São Paulo reduz benefício fiscal de frigoríficos

Após pressão dos agentes do Fisco paulista contra a prorrogação do Decreto nº 57.686, de 2011, que permitia aos frigoríficos aproveitar créditos acumulados de ICMS mesmo com débitos inscritos na dívida ativa do Estado, o governador de São Paulo, Geraldo Alckmin, tornou mais rígido o benefício fiscal.

Em decreto publicado na edição de ontem do Diário Oficial do Estado de São Paulo, com efeitos retroativos à 1ª de abril – data em que o decreto original venceria -, o governo paulista estabeleceu que os frigoríficos terão de destinar 50% desses créditos para o pagamento de débitos fiscais oriundos de autos de infração de ICMS e imposição de multa. Antes, os frigoríficos podiam usar todo o crédito acumulado.

Além de tornar o uso dos créditos mais restrito, o decreto foi prorrogado por apenas seis meses, até 30 de setembro. Trata-se de uma mudança no padrão de renovação. Desde 2011, o decreto que concedia benefícios ficais aos frigoríficos vinha sendo prorrogado anualmente por mais 12 meses.

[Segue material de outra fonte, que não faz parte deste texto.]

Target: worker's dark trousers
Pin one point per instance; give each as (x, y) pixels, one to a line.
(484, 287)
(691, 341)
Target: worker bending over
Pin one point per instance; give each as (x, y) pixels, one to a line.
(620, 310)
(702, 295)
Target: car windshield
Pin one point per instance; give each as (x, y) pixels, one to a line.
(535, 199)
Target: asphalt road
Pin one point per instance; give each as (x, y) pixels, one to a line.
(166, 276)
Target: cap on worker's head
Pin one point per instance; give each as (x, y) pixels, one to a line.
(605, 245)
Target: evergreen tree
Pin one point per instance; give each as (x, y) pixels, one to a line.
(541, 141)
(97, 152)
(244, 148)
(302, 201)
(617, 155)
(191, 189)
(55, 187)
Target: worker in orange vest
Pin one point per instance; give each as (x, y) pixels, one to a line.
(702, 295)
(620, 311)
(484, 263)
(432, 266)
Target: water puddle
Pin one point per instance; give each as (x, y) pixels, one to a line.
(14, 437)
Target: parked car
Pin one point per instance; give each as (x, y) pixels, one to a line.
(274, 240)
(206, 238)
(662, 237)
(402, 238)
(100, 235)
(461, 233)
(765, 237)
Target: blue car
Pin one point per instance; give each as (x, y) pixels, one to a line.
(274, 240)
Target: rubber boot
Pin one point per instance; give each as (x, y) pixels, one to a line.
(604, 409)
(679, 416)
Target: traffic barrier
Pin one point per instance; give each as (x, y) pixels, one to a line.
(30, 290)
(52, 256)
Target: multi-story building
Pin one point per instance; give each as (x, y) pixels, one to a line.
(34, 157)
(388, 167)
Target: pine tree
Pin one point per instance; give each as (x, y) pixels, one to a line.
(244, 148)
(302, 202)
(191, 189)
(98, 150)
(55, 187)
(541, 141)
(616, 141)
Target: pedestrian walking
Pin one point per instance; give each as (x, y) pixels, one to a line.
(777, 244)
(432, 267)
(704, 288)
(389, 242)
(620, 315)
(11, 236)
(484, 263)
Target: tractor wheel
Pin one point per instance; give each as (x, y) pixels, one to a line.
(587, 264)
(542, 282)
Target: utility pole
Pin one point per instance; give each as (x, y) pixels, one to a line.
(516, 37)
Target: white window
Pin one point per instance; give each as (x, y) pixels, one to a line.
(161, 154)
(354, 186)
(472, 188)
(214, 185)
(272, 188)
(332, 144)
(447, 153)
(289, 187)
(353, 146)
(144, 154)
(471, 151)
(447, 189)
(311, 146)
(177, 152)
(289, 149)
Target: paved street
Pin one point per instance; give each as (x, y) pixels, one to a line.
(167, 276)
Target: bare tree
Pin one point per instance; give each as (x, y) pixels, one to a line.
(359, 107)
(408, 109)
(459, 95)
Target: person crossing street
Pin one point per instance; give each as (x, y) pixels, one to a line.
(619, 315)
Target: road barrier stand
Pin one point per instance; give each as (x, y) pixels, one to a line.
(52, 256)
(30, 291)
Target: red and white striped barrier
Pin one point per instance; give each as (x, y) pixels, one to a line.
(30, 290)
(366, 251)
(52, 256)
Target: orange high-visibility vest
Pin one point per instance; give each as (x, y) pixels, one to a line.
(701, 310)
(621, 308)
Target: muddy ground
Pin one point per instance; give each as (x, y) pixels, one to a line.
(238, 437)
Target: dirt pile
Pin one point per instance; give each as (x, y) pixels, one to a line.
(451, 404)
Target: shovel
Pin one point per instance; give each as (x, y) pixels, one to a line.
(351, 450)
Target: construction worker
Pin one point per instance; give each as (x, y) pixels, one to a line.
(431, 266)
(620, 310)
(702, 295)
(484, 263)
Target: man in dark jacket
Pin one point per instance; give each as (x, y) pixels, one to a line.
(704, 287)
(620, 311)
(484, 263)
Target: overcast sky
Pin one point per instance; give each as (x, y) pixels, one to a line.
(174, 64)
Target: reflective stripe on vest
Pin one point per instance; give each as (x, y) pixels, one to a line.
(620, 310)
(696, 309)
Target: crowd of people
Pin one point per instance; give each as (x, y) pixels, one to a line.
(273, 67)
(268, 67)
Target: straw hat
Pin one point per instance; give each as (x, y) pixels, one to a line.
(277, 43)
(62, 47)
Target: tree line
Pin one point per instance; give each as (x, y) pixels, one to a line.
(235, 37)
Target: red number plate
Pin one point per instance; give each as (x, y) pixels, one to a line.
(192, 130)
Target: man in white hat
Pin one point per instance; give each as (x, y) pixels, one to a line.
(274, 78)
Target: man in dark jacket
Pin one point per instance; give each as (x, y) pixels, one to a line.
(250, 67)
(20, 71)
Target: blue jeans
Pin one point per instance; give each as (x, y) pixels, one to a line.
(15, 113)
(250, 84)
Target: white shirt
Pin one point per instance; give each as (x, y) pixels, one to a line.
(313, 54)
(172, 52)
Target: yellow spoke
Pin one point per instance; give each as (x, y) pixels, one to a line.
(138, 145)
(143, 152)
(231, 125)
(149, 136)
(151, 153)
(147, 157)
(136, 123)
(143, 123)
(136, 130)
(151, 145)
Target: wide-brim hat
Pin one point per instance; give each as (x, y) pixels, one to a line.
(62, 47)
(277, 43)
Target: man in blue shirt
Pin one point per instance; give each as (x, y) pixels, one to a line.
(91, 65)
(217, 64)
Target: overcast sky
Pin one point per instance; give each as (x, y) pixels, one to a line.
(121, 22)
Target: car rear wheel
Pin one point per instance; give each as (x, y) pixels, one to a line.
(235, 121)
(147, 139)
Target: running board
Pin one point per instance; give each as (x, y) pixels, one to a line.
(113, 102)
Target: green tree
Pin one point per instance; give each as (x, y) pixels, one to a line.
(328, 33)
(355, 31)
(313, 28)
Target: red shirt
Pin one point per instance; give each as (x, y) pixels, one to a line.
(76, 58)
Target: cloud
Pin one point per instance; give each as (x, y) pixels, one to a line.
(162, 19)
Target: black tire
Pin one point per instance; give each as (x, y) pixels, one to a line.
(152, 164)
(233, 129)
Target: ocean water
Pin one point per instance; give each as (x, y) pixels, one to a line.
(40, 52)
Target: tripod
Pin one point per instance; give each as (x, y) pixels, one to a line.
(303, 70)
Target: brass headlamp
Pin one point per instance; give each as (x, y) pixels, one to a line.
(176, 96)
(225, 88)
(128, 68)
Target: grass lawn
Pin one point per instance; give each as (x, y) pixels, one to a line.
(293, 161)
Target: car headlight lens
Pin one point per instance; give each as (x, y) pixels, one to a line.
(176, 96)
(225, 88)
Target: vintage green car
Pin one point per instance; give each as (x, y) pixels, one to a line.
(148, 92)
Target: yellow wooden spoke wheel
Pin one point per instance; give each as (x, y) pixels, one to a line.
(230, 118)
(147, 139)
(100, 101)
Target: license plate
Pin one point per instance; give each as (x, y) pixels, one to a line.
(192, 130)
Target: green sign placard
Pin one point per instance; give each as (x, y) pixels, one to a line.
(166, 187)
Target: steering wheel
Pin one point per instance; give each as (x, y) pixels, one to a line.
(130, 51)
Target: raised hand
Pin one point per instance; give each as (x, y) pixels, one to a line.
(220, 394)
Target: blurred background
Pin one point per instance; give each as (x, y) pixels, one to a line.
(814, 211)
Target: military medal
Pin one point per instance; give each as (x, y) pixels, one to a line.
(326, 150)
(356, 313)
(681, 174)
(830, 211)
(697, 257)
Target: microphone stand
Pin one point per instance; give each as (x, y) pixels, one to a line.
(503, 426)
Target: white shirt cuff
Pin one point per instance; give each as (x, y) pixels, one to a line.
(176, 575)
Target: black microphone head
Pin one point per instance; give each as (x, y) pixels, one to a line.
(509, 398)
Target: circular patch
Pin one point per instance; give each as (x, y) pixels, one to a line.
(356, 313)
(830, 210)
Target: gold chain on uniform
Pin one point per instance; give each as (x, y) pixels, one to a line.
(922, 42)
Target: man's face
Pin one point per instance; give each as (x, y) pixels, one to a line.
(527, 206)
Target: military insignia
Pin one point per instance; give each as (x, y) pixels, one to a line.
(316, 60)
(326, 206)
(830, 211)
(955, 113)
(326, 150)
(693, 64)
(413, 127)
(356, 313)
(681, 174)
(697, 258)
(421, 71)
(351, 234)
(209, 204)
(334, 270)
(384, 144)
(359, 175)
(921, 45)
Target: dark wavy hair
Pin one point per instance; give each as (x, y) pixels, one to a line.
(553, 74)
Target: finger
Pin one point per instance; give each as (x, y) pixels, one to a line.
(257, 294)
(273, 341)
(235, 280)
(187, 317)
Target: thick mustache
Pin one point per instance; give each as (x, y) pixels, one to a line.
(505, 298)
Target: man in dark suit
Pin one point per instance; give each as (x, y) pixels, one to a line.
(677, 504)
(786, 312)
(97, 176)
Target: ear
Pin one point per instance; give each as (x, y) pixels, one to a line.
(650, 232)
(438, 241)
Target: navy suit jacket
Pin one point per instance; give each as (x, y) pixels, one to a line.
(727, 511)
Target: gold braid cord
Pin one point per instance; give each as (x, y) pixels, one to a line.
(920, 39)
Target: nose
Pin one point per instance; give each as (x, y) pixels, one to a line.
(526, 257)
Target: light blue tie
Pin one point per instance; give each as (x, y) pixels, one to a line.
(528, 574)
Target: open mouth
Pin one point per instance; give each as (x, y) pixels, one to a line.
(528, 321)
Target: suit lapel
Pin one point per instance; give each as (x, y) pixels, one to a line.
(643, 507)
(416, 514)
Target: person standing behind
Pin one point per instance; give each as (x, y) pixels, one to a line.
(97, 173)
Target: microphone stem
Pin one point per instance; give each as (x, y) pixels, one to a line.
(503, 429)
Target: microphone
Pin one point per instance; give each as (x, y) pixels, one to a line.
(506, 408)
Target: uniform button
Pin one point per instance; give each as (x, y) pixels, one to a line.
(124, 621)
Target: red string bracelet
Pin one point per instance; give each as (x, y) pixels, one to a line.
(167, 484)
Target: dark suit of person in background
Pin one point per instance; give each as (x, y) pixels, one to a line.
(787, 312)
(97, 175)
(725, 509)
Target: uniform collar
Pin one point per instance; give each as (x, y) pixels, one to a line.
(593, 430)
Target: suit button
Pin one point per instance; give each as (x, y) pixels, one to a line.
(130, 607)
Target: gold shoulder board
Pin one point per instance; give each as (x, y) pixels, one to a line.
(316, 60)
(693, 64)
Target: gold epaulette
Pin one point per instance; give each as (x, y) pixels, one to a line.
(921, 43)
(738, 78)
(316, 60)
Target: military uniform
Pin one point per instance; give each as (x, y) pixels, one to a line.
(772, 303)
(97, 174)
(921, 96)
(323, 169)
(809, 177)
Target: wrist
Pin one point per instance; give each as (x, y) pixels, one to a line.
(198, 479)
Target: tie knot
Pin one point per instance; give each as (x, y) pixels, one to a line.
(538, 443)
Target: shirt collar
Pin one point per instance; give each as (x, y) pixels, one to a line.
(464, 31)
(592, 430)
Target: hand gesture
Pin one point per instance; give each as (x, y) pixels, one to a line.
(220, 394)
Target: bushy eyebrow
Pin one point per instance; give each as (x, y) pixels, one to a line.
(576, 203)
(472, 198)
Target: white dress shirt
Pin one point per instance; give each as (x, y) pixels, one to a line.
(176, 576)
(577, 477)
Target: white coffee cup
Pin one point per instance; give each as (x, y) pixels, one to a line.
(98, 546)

Procurado pelo Valor, o Sindicato da Indústria do Frio do Estado de São Paulo (Sindifrio) informou, em nota, que "é clara a preocupação do governador com a manutenção de postos de trabalho". No entanto, a entidade informou que buscará demonstrar ao governo paulista "a necessidade de liberação de maior percentual de créditos" e aumento do prazo de vigência do benefício fiscal.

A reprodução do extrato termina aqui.